Chlorine Chronicle (Archive)NMSC Apr/02 Newsletter
Winterlude - A Novice's Perspective
I woke up in the morning and already felt nervous. It must be race day! As the day progressed I kept returning to the thought, 'What am I doing competing in a swim meet?' Most of the people at the meet have been competing for years - some of them since they were teenagers! I on the other hand, am a novice with the club and far from being a teenager anymore. However, I asked that fateful question one day of my coach, 'Do you think, maybe, I might possibly, remotely consider entering in the upcoming meet?' She said, 'Absolutely. Enter the 50M Breast Stroke and the 50M Freestyle.' And so it began.

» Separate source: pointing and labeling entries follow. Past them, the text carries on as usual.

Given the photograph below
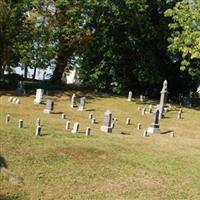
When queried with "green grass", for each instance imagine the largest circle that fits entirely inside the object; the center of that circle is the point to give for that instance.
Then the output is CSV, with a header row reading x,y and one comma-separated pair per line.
x,y
60,165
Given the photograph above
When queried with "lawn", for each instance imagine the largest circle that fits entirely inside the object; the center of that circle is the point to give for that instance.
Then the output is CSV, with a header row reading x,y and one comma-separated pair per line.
x,y
60,165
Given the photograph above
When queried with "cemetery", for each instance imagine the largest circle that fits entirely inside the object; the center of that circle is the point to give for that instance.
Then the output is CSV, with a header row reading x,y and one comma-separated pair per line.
x,y
124,154
99,100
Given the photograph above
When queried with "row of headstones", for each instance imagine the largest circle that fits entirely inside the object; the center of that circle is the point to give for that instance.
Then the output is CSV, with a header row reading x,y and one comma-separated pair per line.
x,y
75,128
14,100
130,94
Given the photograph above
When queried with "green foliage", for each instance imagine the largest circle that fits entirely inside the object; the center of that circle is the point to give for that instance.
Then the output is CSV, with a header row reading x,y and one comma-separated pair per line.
x,y
185,36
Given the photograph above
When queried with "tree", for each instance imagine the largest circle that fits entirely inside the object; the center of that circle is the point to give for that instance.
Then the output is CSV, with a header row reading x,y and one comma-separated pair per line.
x,y
185,35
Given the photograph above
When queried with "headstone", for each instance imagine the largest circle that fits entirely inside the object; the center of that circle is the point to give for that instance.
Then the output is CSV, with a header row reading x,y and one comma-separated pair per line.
x,y
7,119
179,115
88,131
154,127
10,99
128,121
130,96
145,134
142,98
163,99
21,123
63,116
75,128
73,101
49,107
90,116
38,131
39,96
107,122
172,134
144,111
38,122
82,104
17,101
150,109
112,125
20,88
139,126
67,125
93,120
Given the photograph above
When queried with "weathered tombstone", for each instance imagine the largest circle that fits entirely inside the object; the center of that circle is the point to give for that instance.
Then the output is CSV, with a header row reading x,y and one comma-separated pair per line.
x,y
145,134
21,123
142,98
128,121
63,116
150,109
73,101
38,131
139,126
130,96
75,128
88,131
38,122
39,96
144,111
172,134
179,115
17,101
49,107
82,104
112,125
107,122
10,99
20,88
90,116
163,99
93,121
7,119
67,125
154,127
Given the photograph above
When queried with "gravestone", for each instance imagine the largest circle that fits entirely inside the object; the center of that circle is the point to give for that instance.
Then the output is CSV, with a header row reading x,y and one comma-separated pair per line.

My increased motivation amazed me. Soon came the learning to dive off of the starters block - without my goggles coming off. Then came all the questions. What do I eat? When should I get there? How hard do I have to touch at the end? Do I touch with one hand or two? Will I start with a gun or a ding? Questions, questions, questions. Things an experienced competitor would know but that I didn't have a clue about. I wish I'd paid more attention when watching the Olympics! Needless to say, my coach answered them all patiently and well.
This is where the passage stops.